Again, the barycentric coordinates tell you whether the point is inside the tetrahedron. The rules from the previous section generalize so that you can tell whether a point is on a face, edge, or vertex:

- A point is inside the tetrahedron if the barycentric coordinates are all positive.
- A point is outside the tetrahedron if any barycentric coordinate is negative.
- If a point is inside the tetrahedron and a barycentric coordinate is 0, the point is on a face, edge, or vertex. For example, the coordinates of the second point have one zero, so the point is on a face. The coordinates of the third point have two zeros, so the point is on an edge, and so forth.

### Summary

This article shows how to use linear algebra and geometry to define barycentric coordinates for a triangle or a tetrahedron. You can compute barycentric coordinates by using a matrix formulation that works for any nondegenerate tetrahedron, regardless of the dimensions of the points. By using the barycentric coordinates, you can determine whether a point is inside or outside of a tetrahedron.
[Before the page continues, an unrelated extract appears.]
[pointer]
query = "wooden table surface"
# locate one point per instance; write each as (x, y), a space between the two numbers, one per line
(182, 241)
You can even identify points that are on faces, edges, or vertices of the reference tetrahedron.

## 2 Comments

Rick,

This algorithm can apply to any 2-D polygon ?

I know PROC GINSIDE can do the same thing (include the example of this blog).

This article is about barycentric coordinates, which happen to solve the point-in-polygon problem for a triangle. To classify whether a point is inside an arbitrary polygon, I suggest downloading and using the 'polygon' package in SAS IML. The package includes the PolyPtInside function, which uses the winding number of a polygon to solve the problem. For details, see Wicklin (2016). There is an example on p. 3.